2ヶ月前
AEI: アダプティブアテンションを用いたアクターエンバイロメント相互作用による時系列アクション提案生成
Khoa Vo; Hyekang Joo; Kashu Yamazaki; Sang Truong; Kris Kitani; Minh-Triet Tran; Ngan Le

要約
人間は通常、ビデオ内の行動の成立をアクターと周囲環境との相互作用を通じて認識します。行動は、ビデオの主要なアクターが環境との相互作用を開始したときに始まり、主要なアクターがその相互作用を停止したときに終わります。時間的な行動提案生成において大きな進歩が見られる一方で、既存の多くの研究では上記の事実が無視され、モデルの学習過程がブラックボックス化されています。本論文では、人間のこの能力をシミュレートするために、アクターエンバイロメントインタラクション(AEI)ネットワークを提案し、時間的な行動提案生成のためのビデオ表現を改善することを目指しています。
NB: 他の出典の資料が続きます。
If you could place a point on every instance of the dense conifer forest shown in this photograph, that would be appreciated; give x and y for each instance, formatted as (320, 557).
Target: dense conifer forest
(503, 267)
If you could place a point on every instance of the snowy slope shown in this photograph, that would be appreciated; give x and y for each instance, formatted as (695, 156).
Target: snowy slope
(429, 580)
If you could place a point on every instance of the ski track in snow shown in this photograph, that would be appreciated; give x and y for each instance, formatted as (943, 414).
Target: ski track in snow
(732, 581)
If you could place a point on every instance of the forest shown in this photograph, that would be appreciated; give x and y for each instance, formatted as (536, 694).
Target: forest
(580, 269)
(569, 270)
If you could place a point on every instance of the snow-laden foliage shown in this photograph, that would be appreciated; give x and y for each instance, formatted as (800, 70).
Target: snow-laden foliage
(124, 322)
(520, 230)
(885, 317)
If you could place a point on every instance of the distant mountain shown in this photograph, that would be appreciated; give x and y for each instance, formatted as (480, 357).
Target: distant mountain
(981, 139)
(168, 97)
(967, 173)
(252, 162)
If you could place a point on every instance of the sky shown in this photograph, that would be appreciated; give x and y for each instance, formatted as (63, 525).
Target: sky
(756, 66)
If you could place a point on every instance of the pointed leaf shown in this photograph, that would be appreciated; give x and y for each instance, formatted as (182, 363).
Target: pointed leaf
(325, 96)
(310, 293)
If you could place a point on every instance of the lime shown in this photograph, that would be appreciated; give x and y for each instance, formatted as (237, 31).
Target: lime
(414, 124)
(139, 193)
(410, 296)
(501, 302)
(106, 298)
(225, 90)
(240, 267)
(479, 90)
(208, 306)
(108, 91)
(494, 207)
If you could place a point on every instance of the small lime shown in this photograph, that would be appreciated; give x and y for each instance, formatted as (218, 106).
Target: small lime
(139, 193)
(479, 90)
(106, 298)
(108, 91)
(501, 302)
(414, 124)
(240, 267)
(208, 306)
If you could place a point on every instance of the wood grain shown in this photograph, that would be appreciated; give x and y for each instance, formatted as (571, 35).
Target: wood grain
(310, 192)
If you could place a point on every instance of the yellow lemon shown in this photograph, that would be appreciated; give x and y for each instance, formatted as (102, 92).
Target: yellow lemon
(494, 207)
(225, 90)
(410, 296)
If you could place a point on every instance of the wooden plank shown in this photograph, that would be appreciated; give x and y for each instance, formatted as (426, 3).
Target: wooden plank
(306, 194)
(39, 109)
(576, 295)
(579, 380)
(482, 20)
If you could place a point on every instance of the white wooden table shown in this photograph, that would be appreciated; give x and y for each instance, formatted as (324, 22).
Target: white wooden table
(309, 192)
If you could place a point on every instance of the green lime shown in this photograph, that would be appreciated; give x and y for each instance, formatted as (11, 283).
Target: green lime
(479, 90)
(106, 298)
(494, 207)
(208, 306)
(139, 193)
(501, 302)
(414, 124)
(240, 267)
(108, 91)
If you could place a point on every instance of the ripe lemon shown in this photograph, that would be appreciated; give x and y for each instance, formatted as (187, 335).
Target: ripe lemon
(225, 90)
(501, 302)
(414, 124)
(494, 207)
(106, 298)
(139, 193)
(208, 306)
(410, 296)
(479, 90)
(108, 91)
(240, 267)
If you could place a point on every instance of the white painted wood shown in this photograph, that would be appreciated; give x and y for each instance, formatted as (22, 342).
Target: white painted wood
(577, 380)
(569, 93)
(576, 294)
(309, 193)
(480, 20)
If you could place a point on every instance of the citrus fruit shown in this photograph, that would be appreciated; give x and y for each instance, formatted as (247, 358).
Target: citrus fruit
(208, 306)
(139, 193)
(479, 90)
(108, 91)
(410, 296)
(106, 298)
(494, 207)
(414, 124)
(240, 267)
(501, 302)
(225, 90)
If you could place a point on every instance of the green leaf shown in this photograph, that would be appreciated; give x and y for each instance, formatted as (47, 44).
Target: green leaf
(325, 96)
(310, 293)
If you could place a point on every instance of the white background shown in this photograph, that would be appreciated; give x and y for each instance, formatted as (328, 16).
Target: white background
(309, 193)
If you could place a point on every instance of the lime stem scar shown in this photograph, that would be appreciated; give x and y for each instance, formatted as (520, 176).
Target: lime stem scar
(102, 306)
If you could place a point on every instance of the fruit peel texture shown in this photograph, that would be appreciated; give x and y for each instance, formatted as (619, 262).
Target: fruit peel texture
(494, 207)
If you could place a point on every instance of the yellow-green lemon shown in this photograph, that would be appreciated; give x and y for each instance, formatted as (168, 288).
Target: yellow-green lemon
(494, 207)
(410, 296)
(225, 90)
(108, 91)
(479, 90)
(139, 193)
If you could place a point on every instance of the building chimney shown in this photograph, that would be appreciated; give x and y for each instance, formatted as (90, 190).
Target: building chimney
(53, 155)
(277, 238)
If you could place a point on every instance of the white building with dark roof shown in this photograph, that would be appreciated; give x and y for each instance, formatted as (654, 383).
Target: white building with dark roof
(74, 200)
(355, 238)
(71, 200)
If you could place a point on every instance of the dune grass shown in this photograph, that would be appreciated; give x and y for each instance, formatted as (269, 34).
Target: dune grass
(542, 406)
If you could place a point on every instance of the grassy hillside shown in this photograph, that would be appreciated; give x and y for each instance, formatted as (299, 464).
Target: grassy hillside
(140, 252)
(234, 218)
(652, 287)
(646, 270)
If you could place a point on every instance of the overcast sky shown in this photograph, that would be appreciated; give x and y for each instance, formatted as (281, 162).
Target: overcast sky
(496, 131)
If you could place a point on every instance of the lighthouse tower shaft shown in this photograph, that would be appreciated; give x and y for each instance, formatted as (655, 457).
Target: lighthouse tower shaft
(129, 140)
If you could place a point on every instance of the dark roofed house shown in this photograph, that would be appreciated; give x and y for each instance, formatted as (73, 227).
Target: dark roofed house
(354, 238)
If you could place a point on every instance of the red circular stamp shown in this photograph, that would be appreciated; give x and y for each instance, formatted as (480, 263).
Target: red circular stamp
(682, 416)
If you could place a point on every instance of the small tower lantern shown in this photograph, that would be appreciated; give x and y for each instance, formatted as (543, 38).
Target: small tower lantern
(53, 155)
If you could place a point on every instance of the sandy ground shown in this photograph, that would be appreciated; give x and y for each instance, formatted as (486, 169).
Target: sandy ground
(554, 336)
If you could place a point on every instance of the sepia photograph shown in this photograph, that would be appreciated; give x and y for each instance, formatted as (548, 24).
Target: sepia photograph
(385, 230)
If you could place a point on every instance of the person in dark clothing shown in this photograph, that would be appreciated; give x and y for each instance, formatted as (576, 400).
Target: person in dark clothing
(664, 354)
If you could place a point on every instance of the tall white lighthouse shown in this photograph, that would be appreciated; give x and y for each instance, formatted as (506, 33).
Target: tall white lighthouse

AEIには2つのモジュールが含まれています。すなわち、知覚に基づく視覚表現(Perception-based Visual Representation: PVR)と境界マッチングモジュール(Boundary-Matching Module: BMM)です。PVRは提案された適応的注意メカニズムを使用して、人間同士の関係と人間-環境関係を取り入れることにより各ビデオスニペットを表現します。その後、BMMはビデオ表現を受け取り、行動提案を生成します。AEIはActivityNet-1.3およびTHUMOS-14データセットにおいて、時間的な行動提案と検出タスクで評価されました。評価には2つの境界マッチングアーキテクチャ(CNNベースおよびGCNベース)と2つの分類器(UnetおよびP-GCN)が使用されました。我々のAEIは両方のタスクにおいて優れた性能と汎化能力を持つことで既存の最先端手法を確実に上回っています。